The truth about adult kids who don’t visit their parents  

Social psychologist and author Jane Adams, PhD, captures this dynamic well: “Somewhere on the continuum between present and absent, distant and close, even enmeshed and estranged, there is a point in family life when parents of adult children feel irrelevant,” she writes in Psychology Today. “In strictly transactional terms, [parents] want [adult kids] more than they want us.”

Shift in family roles

One of the clearest – and often overlooked – factors behind this growing distance is the natural shift in generational roles. As children grow into adulthood, their psychological and emotional needs change, while their parents transition from being authority figures to becoming elders.

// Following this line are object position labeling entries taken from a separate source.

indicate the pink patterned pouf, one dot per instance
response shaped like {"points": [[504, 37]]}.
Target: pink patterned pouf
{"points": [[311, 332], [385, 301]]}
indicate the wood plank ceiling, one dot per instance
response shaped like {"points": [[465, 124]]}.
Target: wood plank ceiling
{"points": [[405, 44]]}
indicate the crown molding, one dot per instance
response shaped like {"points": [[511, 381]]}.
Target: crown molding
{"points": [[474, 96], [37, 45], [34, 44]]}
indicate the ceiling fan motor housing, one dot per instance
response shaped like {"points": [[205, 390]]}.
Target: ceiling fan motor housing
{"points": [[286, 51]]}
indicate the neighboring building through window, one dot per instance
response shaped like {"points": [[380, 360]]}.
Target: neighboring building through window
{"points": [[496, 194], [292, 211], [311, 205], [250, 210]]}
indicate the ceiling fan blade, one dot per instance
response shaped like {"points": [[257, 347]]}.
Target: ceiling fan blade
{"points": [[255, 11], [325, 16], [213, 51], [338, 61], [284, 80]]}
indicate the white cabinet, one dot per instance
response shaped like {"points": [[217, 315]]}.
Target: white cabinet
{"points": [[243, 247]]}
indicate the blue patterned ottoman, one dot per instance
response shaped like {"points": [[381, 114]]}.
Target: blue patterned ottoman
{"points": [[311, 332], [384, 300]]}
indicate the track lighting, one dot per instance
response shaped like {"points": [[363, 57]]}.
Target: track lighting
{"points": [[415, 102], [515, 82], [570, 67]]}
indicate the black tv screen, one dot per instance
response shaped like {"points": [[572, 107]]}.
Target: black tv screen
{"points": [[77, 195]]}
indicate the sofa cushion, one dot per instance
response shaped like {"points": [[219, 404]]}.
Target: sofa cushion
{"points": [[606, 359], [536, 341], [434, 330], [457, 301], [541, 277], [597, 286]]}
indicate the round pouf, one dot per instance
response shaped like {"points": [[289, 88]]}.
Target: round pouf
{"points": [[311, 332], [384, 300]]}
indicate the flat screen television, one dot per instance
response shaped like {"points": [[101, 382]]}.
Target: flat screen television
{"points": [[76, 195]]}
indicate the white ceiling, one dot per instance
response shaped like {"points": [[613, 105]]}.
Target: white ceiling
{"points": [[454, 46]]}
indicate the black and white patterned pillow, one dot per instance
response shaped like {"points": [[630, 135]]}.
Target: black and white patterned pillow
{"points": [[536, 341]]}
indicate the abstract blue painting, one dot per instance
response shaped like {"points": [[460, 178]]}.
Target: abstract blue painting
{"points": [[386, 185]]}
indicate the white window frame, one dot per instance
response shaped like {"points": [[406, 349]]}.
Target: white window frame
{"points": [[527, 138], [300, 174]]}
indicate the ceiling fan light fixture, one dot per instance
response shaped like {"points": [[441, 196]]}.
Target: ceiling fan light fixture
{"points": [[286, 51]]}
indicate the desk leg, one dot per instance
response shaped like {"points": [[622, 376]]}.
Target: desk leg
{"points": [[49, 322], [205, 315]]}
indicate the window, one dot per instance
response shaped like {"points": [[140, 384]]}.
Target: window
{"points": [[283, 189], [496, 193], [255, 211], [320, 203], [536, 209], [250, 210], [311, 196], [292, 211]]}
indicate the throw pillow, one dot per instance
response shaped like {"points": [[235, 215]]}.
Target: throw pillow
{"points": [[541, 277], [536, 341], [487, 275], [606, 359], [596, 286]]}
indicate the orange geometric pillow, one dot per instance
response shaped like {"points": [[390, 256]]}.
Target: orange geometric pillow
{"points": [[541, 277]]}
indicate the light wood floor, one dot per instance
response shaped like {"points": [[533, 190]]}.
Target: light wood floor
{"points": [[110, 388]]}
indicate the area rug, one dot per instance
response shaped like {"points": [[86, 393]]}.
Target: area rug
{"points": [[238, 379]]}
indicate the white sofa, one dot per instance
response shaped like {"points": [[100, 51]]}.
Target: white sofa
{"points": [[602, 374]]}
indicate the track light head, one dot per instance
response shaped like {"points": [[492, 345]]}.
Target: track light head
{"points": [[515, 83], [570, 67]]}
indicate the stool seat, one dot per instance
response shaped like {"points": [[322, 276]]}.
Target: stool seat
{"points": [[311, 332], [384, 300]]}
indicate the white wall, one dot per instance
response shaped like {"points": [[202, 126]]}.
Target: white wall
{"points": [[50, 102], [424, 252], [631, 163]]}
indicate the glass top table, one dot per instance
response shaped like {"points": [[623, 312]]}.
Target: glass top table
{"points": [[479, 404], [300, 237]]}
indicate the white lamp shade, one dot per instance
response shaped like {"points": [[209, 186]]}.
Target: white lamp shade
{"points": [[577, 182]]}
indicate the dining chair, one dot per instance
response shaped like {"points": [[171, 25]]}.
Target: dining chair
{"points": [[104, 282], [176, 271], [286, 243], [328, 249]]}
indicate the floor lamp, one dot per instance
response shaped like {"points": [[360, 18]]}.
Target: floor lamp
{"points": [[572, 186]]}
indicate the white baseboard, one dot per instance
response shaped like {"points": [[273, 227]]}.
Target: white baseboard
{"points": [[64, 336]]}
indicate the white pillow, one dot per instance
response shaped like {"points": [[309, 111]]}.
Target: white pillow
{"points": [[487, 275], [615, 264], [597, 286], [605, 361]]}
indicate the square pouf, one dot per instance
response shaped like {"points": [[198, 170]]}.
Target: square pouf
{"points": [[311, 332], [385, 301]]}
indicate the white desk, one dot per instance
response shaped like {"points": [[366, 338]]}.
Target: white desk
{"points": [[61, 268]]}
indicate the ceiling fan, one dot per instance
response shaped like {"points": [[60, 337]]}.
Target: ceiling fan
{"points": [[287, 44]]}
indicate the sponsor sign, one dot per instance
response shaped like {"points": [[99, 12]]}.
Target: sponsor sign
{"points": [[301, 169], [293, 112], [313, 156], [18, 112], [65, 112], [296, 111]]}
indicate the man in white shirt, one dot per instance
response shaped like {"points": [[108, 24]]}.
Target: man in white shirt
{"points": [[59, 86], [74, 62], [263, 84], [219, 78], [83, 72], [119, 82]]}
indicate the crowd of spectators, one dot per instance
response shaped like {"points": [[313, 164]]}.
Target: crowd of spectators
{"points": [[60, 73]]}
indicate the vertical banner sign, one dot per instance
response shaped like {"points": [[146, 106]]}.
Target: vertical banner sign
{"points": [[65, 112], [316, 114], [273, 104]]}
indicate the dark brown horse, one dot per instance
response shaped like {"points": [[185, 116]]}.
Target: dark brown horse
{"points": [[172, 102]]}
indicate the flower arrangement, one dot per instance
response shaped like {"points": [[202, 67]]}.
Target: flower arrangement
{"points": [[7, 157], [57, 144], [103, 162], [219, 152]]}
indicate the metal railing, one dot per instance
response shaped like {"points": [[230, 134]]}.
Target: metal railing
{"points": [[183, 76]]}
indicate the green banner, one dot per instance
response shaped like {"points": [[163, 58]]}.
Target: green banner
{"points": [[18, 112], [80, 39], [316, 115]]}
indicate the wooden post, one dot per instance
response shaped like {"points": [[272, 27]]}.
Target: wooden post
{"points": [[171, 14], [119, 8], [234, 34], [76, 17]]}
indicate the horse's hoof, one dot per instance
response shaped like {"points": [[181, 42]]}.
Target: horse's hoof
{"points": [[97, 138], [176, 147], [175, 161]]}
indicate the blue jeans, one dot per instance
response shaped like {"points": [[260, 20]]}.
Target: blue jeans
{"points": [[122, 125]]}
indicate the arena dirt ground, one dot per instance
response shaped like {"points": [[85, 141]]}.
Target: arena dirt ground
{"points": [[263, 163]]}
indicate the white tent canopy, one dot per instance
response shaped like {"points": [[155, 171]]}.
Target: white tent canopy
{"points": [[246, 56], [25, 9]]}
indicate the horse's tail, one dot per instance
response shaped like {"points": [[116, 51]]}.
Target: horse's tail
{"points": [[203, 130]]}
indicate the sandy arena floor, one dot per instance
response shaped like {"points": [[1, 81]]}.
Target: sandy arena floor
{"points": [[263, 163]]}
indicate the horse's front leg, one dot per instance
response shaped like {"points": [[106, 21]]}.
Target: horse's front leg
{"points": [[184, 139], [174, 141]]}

“If we’re paying for college we can expect they’ll call their mother once a week and come home for Christmas. But at some point our kids move out of the adolescence phase of their life into their adult phase,” writes Dr. Jordan Harris, a clinical psychologist and family therapist in a blog post on his official site.

“Parents don’t realize that as their kids move from the adolescent phase of their life into the adult phase, the parents are also moving out of the adult phase into the elder phase. Different phases of life come with vastly different roles.”

Harris goes onto explain that elders are no longer the center of their children’s lives, especially when, as adults, they marry, start families, and focus on demanding careers.